The use of RRAMs to replace classic CMOS-based memories represents an interesting alternative in order to guarantee the storage of high data volumes as well as implement emerging applications. However, aspects regarding their quality after manufacturing are still a challenge, since functional test algorithms cannot guarantee the detection of unique faults, which are classified as HTD faults. This paper presents a DfT strategy able to detect traditional and unique faults caused by manufacturing deviations in RRAMs. The proposed strategy consists of introducing an on-chip sensor able to compare the voltage associated with HRS and LRS with a set of predefined reference voltages while executing a predefined operating sequence.
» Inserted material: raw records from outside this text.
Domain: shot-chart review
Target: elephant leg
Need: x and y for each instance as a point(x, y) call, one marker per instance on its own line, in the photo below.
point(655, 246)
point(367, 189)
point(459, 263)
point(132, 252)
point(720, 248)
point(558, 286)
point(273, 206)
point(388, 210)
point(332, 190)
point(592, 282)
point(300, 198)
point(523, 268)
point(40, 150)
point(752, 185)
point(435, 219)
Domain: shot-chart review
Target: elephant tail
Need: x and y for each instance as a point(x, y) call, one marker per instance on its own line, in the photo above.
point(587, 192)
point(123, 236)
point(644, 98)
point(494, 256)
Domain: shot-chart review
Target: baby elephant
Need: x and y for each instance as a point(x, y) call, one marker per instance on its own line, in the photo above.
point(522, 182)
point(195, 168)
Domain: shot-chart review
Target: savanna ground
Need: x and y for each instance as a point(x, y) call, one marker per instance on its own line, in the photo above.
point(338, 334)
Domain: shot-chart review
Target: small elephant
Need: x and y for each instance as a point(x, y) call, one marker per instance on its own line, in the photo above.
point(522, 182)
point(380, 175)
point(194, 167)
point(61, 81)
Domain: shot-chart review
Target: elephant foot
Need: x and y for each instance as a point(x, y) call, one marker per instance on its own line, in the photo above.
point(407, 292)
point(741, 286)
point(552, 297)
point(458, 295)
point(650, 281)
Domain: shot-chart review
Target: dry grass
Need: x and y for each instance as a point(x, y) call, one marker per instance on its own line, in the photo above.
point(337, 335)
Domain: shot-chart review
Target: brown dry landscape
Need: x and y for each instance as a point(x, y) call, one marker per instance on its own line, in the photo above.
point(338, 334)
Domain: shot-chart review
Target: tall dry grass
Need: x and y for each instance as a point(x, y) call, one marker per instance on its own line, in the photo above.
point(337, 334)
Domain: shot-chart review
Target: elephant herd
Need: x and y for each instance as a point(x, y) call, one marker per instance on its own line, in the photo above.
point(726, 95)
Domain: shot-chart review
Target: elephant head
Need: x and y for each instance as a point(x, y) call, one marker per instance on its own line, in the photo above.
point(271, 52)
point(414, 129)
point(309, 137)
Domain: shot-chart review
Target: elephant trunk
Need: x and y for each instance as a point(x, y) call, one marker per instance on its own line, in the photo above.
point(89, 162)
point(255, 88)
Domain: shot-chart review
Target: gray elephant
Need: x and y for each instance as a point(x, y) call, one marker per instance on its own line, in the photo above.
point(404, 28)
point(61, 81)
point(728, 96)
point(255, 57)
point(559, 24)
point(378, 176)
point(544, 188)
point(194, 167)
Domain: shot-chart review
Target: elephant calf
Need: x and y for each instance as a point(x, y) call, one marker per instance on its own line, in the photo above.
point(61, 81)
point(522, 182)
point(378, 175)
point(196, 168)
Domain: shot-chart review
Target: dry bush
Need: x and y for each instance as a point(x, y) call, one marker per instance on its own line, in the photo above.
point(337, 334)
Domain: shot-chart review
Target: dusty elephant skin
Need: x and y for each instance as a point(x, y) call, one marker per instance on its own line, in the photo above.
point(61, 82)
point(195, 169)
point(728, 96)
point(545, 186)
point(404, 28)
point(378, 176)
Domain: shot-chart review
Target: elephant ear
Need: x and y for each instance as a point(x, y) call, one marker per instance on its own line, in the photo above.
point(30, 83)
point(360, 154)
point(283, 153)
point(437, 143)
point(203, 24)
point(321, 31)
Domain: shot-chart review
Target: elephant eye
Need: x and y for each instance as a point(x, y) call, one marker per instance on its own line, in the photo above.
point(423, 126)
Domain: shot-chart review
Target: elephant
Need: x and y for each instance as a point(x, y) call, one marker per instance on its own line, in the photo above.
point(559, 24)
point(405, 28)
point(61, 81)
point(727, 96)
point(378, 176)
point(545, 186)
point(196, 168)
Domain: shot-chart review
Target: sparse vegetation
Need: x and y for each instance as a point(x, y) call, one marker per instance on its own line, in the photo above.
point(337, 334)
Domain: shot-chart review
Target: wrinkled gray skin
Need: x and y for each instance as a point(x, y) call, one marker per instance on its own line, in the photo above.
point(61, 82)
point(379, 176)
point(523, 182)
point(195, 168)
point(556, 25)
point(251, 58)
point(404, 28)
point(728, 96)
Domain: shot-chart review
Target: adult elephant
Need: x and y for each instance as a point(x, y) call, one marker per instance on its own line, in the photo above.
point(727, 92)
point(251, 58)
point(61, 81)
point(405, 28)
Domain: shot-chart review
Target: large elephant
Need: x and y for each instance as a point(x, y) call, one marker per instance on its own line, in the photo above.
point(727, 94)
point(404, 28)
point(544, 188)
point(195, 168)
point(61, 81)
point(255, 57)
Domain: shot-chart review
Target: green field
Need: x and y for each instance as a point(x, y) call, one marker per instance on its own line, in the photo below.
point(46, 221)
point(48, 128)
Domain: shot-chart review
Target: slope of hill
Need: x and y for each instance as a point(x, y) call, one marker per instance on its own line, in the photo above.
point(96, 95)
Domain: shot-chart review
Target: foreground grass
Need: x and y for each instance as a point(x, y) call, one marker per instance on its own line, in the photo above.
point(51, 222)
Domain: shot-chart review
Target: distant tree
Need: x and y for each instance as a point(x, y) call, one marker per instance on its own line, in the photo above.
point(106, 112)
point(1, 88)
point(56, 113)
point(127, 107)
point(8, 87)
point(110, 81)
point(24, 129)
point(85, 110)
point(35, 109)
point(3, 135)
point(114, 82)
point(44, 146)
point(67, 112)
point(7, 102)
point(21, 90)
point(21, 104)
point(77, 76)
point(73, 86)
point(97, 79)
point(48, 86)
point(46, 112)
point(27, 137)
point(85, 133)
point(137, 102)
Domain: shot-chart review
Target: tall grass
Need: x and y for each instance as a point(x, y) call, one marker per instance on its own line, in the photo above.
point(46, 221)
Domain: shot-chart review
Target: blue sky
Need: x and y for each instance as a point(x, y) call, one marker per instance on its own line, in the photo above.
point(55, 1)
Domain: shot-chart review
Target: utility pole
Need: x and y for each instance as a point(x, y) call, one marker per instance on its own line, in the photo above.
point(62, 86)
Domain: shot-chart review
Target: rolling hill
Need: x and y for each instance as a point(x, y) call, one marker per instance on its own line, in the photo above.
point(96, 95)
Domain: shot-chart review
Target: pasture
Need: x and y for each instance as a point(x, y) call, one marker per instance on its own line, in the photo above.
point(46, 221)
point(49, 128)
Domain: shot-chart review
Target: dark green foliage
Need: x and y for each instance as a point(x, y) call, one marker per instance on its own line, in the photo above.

This set is composed of at least two resistors, representing the reference voltage associated with HRS and LRS. The results obtained through electrical simulations demonstrate the fault detection capability of the proposed DfT strategy. When compared to state-of-the-art solutions, the DfT strategy has the advantage of detecting not only traditional faults but also all unique faults that can affect RRAMs. The introduced area overhead can be minimized and become tolerable when assuming an implementation granularity considering one on-chip sensor per each RRAM column. Finally, the power consumption of the proposed on-chip sensor does not represent a significant overhead when considering the power associated with a 1T1R RRAM cell executing SET and RESET operations.